WebNovels

Chapter 195 - The Silence After Faith

Cedric **coughed**.

Wet.

Broken.

Blood bubbled from what remained of his mouth as his chest shuddered violently, one arm twitching weakly against the shattered ground. His body tried to respond—*tried* to rise—but the message never fully reached his limbs. Nerves screamed. Muscles refused.

He was still alive.

Barely.

Draven felt it without turning.

A slow breath left him. Not relief—**annoyance**.

"…You're one stubborn bastard," he said quietly.

He turned back.

The darkness around them thickened, pressing inward like a breath held too long. Draven crouched beside the crater, boots crunching against fractured stone, and seized Cedric by the hair once more, forcing his ruined face upward.

Cedric's remaining eye struggled to focus.

It found Draven.

Hate flared.

Faith tried to follow.

"G…Goddess…" Cedric rasped, his voice shredded beyond recognition. "J-judg—"

Draven slammed his head back down.

**CRACK.**

Not full force.

Just enough.

"Don't," Draven said flatly. "You don't get to call that bitch now."
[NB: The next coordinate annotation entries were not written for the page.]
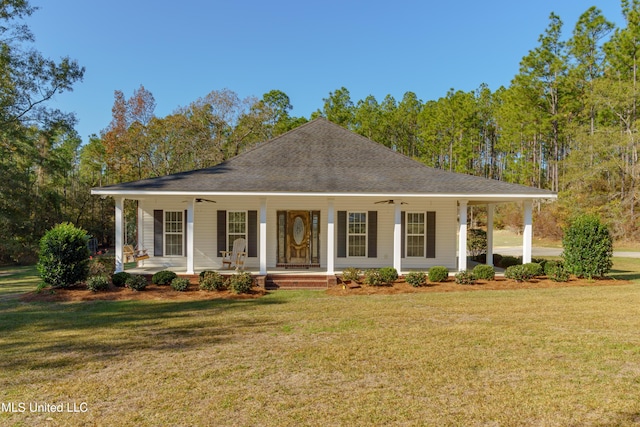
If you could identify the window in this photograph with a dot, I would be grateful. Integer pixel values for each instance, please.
(173, 233)
(415, 234)
(236, 227)
(357, 234)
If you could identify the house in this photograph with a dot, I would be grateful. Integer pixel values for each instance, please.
(318, 197)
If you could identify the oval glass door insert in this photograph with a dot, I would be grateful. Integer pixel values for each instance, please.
(298, 230)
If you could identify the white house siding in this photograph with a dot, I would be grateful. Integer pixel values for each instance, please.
(446, 224)
(205, 230)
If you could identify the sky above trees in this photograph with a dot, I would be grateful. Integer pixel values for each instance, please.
(182, 51)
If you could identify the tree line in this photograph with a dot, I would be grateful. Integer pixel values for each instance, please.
(567, 122)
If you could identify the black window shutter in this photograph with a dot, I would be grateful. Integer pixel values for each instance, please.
(372, 231)
(431, 234)
(222, 232)
(185, 233)
(252, 233)
(402, 233)
(158, 229)
(342, 234)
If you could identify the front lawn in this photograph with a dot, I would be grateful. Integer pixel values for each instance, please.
(564, 356)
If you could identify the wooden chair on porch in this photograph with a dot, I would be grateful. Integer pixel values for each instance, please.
(235, 256)
(133, 255)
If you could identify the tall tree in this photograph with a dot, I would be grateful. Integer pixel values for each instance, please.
(338, 108)
(31, 159)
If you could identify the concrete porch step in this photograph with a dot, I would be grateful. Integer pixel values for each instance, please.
(287, 281)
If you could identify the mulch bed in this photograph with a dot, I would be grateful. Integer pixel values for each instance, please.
(500, 283)
(151, 292)
(165, 293)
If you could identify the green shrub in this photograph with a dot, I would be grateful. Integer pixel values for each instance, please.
(120, 279)
(163, 278)
(438, 274)
(372, 277)
(557, 272)
(508, 260)
(101, 266)
(497, 259)
(136, 282)
(465, 277)
(241, 283)
(212, 280)
(476, 242)
(484, 272)
(519, 273)
(534, 269)
(549, 265)
(180, 284)
(540, 261)
(416, 278)
(98, 283)
(588, 247)
(351, 274)
(64, 256)
(388, 275)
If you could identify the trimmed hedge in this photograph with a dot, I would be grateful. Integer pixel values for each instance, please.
(241, 283)
(64, 256)
(136, 282)
(180, 284)
(416, 278)
(351, 274)
(164, 277)
(588, 247)
(98, 283)
(519, 273)
(212, 281)
(484, 272)
(438, 273)
(120, 279)
(465, 277)
(388, 275)
(372, 277)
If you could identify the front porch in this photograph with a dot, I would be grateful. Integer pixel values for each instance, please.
(276, 278)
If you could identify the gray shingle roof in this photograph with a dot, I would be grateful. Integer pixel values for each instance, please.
(322, 157)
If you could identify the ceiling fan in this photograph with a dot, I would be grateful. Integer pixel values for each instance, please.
(390, 202)
(199, 200)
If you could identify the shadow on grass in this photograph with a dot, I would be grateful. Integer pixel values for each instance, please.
(624, 274)
(54, 335)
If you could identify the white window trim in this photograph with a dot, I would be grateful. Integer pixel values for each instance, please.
(246, 227)
(166, 233)
(366, 234)
(406, 234)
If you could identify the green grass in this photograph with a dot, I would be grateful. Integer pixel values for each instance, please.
(565, 356)
(18, 280)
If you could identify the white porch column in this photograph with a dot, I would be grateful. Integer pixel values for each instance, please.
(331, 237)
(397, 238)
(190, 237)
(490, 211)
(462, 236)
(140, 228)
(263, 236)
(527, 233)
(119, 234)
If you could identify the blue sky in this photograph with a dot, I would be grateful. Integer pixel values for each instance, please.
(182, 50)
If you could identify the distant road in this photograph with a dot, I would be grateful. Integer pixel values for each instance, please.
(540, 251)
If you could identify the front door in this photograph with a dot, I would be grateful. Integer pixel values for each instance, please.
(298, 238)
(298, 235)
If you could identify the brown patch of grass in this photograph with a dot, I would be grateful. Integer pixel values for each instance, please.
(500, 283)
(151, 292)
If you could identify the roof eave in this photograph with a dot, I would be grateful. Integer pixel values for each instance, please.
(458, 196)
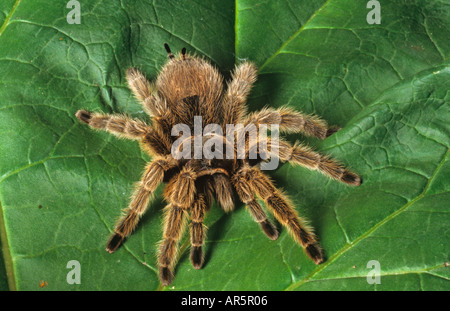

He released him and stood, rolling one shoulder as if shaking off tension. Blood dripped from his knuckles, pattering softly into the crater below.

Cedric's mana **twitched** again.

A reflex.

A spark of defiance.

Lightning crawled weakly across his skin—erratic, unfocused—burning more of his own flesh than anything else. His fingers clawed at the ground, nails splitting and breaking as he tried—*tried*—to gather power.

Draven watched.

He didn't interrupt.

Didn't rush.

He tilted his head slightly, studying Cedric the way one might examine a cracked blade—deciding whether it was worth reforging or discarding.

"…You know what the difference is?" Draven asked, his voice calm, almost tired. "Between you and me?"

Cedric's jaw trembled. No words came.

Draven stepped closer, his shadow stretching beneath his feet.

"When I'm outmatched, I adapt," he continued. "When I'm wounded, I move. When I'm afraid—" his crimson eye narrowed "—actually, scratch that. I was never *afraid*."

He raised his boot.

Pressed it gently against Cedric's chest.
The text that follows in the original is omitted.